Speed (mph) = (chainring ÷ sprocket) × cadence (rpm) × wheel circumference (miles) × 60

Wheel circumference is calculated from the nominal diameter of your wheel and tire combination. Actual rolling diameter varies slightly with tire pressure, rim width, and rider weight — the numbers shown are accurate to within about 1-2% for typical setups.

Gear Inches

Gear inches is the oldest way to compare bicycle gearing, dating to the penny-farthing era. It tells you the diameter a direct-drive wheel would need to produce the same gearing as your setup. Bigger number means a harder gear.

Gear Inches = wheel diameter (inches) × (chainring ÷ sprocket)

It's the standard comparison unit in the US. Its limitation is that it doesn't account for crank arm length — which is why gain ratio exists.

Development (meters)

Development is how far your bike travels in one complete pedal stroke. More useful than gear inches when comparing bikes with different wheel sizes, since it gives you the actual distance moved rather than an abstract diameter.

Development (m) = wheel circumference (m) × (chainring ÷ sprocket)

Gain Ratio

Gain ratio is Sheldon Brown's improvement on gear inches. It answers the question: for every inch my foot travels in a circle, how far does the bike move forward? Because it factors in crank arm length, it's the only metric that lets you fairly compare gearing between bikes with different wheel sizes and crank lengths.

Gain Ratio = (wheel radius ÷ crank arm length) × (chainring ÷ sprocket)

Both wheel radius and crank arm length are in the same unit (meters), making the result dimensionless. A gain ratio of 5.0 means for every inch your foot moves, the bike moves 5 inches forward.

Jump %

Jump percentage is the tooth count increase from one sprocket to the next, expressed as a percentage. It measures how abrupt the cadence change is when you shift. Smaller jumps mean smoother, more connected shifts.

Jump % = ((next sprocket − current sprocket) ÷ current sprocket) × 100

Under 18% is generally smooth and barely noticeable. Around 18-28% is noticeable but manageable. Above 28% is a large step — common in wide-range cassettes at the upper end — where your cadence will change meaningfully when you shift. Wide-range cassettes (like 11-50t) typically have large jumps in the middle of the range as the tradeoff for having extreme gears at both ends.

Max Grade — the climbing model

Max grade is calculated using a physics model that accounts for your power output, system weight, speed in each gear, and rolling resistance. It represents the steepest grade you could realistically sustain at a steady effort — not a burst, and not a theoretical mechanical maximum.

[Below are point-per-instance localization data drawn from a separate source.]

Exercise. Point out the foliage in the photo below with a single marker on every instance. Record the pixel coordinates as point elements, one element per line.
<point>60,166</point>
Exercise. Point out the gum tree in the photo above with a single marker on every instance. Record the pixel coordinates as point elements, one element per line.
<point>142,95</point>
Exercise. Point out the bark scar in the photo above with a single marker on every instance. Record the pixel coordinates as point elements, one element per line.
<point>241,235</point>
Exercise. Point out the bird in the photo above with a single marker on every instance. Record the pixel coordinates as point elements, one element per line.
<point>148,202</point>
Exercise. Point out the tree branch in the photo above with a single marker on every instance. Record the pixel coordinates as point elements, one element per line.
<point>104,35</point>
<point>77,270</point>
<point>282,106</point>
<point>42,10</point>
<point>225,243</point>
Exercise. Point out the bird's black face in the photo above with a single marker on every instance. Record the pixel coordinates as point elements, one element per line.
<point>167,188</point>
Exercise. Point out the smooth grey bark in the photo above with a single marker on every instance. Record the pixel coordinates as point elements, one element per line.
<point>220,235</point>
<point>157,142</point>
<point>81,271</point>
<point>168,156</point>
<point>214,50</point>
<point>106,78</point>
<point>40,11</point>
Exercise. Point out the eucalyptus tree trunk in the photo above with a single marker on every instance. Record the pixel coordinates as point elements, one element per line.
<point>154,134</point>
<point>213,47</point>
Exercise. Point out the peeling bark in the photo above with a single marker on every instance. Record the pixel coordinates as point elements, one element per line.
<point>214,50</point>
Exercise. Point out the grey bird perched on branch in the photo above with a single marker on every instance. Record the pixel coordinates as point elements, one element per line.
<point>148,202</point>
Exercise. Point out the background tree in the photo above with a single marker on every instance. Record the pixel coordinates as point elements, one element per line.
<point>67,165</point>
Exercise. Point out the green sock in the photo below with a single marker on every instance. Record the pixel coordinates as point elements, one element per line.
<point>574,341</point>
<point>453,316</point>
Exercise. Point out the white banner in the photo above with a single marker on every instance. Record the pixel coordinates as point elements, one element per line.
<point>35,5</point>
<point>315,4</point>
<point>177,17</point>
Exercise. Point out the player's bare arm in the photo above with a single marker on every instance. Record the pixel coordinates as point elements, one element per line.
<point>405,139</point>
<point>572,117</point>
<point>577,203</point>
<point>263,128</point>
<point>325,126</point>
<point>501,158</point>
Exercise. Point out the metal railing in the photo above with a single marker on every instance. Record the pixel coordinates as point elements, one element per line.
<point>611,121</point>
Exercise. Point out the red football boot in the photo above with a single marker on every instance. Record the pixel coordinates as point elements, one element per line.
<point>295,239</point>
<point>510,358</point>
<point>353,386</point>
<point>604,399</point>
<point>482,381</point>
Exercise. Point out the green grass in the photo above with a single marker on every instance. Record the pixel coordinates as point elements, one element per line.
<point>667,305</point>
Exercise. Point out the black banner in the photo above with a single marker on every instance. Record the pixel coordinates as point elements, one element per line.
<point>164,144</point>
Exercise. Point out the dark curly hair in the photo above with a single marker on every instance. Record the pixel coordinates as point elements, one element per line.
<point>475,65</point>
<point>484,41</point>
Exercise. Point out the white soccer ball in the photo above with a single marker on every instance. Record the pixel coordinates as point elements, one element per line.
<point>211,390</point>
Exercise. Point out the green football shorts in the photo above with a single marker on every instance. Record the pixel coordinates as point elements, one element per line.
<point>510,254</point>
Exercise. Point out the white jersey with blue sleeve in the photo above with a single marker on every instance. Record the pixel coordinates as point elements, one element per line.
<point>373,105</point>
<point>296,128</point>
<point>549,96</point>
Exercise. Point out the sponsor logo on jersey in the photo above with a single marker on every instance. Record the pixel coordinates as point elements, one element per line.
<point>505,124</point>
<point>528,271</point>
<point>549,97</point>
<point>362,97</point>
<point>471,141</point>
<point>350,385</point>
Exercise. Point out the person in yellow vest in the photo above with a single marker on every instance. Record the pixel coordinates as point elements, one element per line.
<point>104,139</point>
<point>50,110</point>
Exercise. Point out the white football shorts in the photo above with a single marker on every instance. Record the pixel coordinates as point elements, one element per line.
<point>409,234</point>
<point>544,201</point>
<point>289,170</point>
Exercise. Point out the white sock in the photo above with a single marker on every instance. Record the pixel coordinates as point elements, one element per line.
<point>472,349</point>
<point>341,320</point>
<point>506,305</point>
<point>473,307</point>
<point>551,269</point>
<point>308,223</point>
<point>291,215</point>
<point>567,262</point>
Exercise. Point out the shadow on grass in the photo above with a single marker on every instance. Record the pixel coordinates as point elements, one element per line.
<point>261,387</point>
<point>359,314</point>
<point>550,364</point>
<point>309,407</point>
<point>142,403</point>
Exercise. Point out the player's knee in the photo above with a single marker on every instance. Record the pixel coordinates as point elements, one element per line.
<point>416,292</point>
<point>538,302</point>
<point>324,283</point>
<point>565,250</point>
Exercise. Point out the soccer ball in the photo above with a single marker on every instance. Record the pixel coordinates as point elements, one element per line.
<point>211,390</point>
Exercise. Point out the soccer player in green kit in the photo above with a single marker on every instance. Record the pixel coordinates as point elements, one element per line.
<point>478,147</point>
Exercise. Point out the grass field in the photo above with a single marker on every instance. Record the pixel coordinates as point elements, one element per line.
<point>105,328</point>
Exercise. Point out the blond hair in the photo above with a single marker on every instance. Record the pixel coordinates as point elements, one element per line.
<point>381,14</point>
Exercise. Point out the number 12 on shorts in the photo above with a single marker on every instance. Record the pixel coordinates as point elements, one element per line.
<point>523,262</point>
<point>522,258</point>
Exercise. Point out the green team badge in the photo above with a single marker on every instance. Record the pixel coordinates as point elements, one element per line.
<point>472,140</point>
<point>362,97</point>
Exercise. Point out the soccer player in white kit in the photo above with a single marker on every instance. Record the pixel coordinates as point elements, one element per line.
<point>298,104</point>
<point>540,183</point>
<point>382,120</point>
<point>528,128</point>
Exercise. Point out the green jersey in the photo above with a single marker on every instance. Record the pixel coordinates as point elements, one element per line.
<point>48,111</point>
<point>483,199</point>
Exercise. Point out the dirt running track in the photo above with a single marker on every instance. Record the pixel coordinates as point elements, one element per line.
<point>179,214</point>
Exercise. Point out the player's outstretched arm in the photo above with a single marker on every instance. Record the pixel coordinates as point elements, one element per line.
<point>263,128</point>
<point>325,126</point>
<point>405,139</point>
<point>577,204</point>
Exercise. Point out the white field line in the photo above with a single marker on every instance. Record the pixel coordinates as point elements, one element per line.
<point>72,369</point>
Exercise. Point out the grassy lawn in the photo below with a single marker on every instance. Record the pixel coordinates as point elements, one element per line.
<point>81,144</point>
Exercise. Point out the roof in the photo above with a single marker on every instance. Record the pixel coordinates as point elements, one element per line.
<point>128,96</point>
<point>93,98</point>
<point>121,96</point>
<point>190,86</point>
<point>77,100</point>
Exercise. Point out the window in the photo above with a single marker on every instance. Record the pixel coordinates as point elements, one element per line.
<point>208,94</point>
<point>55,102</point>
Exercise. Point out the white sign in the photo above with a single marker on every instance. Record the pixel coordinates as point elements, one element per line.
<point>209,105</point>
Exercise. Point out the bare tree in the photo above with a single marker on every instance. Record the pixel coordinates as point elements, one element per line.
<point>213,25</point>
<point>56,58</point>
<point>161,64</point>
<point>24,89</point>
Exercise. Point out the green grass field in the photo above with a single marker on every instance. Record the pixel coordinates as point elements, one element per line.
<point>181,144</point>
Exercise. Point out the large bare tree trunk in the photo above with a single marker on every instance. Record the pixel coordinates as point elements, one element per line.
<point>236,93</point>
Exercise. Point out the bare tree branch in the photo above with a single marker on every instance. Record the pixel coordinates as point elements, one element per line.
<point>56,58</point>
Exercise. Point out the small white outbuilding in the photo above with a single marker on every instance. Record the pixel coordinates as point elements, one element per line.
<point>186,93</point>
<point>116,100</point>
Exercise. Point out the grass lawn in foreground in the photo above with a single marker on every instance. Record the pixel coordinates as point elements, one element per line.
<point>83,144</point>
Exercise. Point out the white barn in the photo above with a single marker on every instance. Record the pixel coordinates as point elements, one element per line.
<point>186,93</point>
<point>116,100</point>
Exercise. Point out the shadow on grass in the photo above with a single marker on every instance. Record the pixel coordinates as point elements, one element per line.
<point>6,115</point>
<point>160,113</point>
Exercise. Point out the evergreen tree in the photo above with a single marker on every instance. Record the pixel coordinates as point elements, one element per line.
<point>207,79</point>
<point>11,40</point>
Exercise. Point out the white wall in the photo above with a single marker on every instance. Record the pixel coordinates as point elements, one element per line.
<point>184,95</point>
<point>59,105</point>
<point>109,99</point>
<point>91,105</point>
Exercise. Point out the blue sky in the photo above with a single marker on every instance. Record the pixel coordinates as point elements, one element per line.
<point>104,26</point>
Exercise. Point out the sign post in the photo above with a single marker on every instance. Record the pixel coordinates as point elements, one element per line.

Available force (N) = (power × 0.97) ÷ speed (m/s)
Rolling resistance (N) = 0.005 × system mass (kg) × 9.807
Climbing force (N) = available force − rolling resistance
Max grade (%) = (climbing force ÷ (system mass × 9.807)) × 100

The 0.97 factor is drivetrain efficiency — a clean, well-lubricated chain and cassette typically loses about 3% of your input power to friction. The 0.005 rolling resistance coefficient is a reasonable middle ground for mixed surfaces.

Aerodynamic drag is excluded because at climbing speeds (typically under 10 mph) it contributes less than 1% of total resistance. Including it would add complexity without meaningfully changing the results.

Grades above 30% are shown as >30%. That's steeper than any paved road in the world, so any result above that is a physics artifact rather than a realistic cycling scenario.

Setting the power slider

The power slider affects every grade calculation. Set it to match your typical sustained climbing effort — not a sprint, but the power you can hold for several minutes on a real climb.

Rider typeTypical sustained watts
Casual / recreational100–150 W
Regular rider, decent fitness150–220 W
Fit enthusiast with structured training220–300 W
Competitive amateur300–400 W

If the grade numbers look too high or too low for what you actually experience on your rides, adjust the power slider until they match reality. That calibration makes every comparison more accurate for your specific situation.

Accuracy and limitations

Tire diameter is based on nominal sizing. Actual rolling diameter varies by rim width (wider rims make tires sit taller), tire pressure, and casing construction. The error is typically 1-2% which translates to a similar error in speed and development figures.

The climbing grade model assumes constant power on a smooth, uniform gradient with no wind. Real-world climbing involves variable effort, surface texture, and headwind — all of which affect actual climbable grade. The numbers are accurate as a comparison baseline even if the absolute values differ from what you'll experience on a specific hill.